Trump “has always been clear that if Iran shoots, we will shoot back,” Anna Kelly, White House spokesperson, told me. “Iran wants to make a deal, but they should get serious or risk the consequences.” She described the memorandum as “performance-based.”
Even a separate promise to maintain the status quo has been challenged. Clause nine calls for Iran to maintain its nuclear program and the U.S. to hold off any new sanctions, until they reach further agreement. But on July 10, the U.S. announced “action to cut off the financial lifelines sustaining Iran’s ruling elite” by imposing fresh sanctions.
The memorandum also commits the U.S. and its regional partners to developing a plan for Iran worth at least $300 billion within 60 days. It is one of the agreement’s boldest proposals. It was also news to many of those expected to provide the funds. When the text of clause six was revealed, I started receiving messages from senior regional officials who were hearing for the first time about their own governments’ supposed contributions. They were asking me what, exactly, had been promised.

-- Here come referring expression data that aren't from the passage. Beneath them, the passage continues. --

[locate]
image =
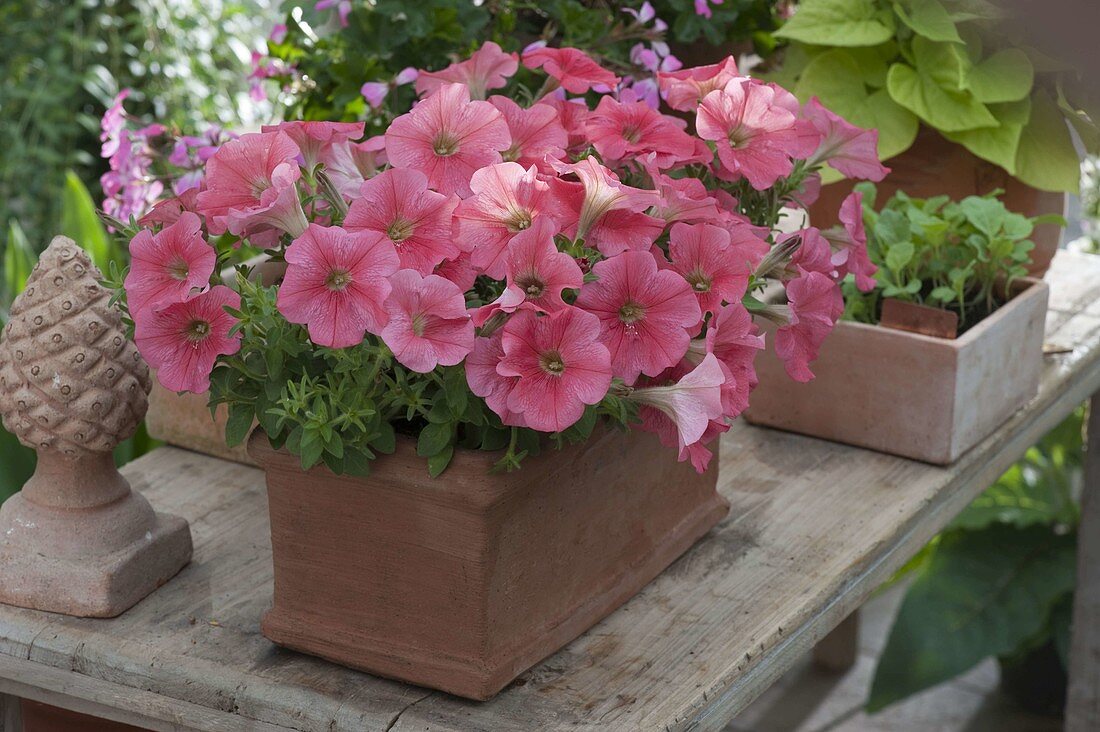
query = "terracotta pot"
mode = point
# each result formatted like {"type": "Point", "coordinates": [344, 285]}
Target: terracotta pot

U.S. officials insist that the provision has been widely misunderstood by the public and the media. They say that the U.S. does not envision Gulf governments depositing hundreds of billions of dollars into Iranian state coffers. Rather, the goal is to create a framework that encourages long-term foreign investment in a post-sanctions Iran, particularly in sectors such as energy and infrastructure. Whether or not that plan survives, it faces at least one big problem: Iran has spent the past several weeks attacking some of the very countries now being asked to help it rebuild.
Despite the memorandum being replete with violations, vagaries, and tough-to-fulfill ambitions, one provision has so far proved resilient. Clause three calls for both sides to talk for 60 days. That period can be extended if both sides agree. So in the absence of a major breakthrough, the president who objected to forever wars may have landed himself in a forever negotiation—if that’s what he decides he wants to do.